通販・訪販ともに、順風満帆とはいえない状況だ。通販では競争が激化しており、訪問販売では人手不足が深刻化している。ホルムズ海峡問題を含めたコスト増という共通の課題もある。一方で政府は現在、化粧品の規制改革に向けた取り組みを進めている。J―Beautyの国際競争力向上に向け、薬機法規制を改正する方向性が示されている。こうした取り組みが、課題を抱え閉塞感の漂う化粧品市場に、新風を吹き込むことになるかもしれない。
■化粧品の規制改革に商機か/薬機法の広告表現を見直し
化粧品業界の法規制が大きく変わる可能性が出てきた─。政府は6月12日、知的財産戦略本部(本部長・内閣総理大臣)の会合において「知的財産推進計画2026」を決定、重点施策の一つとして、「新たなクールジャパン戦略のフォローアップ」を挙げた。クールジャパン戦略の中に化粧品事業が含まれている。
この中で、化粧品の国際的競争力強化のために、薬機法の規制改正を行っていく方向性が示された。より具体的には、「海外の規制状況を調査し、国際整合性を踏まえ、数値データや使用体験談の広告における活用、効能のあり方を含め、訴求できる表示に係る規制について検討し、必要な見直しを行う」としている。

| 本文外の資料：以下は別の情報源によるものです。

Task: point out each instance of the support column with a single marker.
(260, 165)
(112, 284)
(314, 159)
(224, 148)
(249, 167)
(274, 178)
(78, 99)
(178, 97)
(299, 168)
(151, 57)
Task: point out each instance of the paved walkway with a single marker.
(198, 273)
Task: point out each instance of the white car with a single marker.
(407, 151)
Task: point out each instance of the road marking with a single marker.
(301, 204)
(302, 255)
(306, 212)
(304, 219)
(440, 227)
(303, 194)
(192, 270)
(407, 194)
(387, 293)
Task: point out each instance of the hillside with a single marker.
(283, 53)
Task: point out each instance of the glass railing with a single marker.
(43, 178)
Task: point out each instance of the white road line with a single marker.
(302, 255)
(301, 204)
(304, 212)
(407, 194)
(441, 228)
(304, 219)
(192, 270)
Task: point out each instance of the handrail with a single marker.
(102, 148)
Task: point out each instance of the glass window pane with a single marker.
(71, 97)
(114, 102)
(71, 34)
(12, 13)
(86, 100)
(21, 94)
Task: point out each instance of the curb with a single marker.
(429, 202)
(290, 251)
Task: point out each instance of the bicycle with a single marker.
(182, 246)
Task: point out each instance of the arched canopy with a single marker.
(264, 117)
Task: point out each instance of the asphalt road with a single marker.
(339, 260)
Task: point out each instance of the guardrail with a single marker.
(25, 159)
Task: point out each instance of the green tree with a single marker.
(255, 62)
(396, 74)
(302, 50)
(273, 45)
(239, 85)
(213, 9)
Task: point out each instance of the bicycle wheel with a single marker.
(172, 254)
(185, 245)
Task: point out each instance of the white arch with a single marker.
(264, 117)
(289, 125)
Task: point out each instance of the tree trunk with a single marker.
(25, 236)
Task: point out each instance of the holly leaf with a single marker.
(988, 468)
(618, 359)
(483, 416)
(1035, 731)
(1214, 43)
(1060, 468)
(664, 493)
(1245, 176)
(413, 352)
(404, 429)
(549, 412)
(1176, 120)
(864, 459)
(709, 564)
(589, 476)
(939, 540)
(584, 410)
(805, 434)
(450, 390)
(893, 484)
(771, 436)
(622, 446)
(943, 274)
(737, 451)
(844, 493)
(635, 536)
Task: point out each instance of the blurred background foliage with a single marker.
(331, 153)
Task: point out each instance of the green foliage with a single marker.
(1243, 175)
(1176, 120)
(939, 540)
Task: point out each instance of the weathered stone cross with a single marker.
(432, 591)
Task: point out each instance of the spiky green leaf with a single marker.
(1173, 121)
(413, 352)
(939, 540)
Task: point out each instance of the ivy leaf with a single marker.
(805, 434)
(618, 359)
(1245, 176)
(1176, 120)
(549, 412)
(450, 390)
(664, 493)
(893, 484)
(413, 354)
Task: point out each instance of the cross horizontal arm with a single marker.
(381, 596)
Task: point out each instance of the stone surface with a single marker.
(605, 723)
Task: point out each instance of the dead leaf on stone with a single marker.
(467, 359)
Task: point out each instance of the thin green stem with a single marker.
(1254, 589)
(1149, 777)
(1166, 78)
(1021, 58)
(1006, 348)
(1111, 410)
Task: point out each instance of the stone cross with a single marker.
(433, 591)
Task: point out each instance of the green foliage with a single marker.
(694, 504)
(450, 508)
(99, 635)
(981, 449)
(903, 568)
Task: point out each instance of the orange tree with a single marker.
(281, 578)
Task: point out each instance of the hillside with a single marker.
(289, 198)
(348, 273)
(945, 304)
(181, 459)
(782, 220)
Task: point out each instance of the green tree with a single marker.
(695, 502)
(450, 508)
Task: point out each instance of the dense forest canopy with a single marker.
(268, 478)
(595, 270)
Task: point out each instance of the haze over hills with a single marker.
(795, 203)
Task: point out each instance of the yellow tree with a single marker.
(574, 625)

厚生労働省・経済産業省といった関係省庁や、業界団体などが密接に連携し、日本に有利になるような、化粧品の国際ルールの確立について検討を行うのだという。
経産省では25年12月に、「化粧品産業競争力強化検討会」を立ち上げ、関係事業者や団体と連携しつつ、日本の化粧品の競争力強化を図る取り組みを始めていた。26年5月には、自民党の有志議員による「J―Beauty産業研究会」も提言を行った。J―Beautyを「国家戦略産業」と位置づけ、日本政府の成長戦略に組み込むよう求めるものだった。
化粧品の広告表現は、56項目の中で制限されている。
この足かせが緩和されれば、化粧品事業を展開する日本企業にとって、大きな商機となり得そうだ。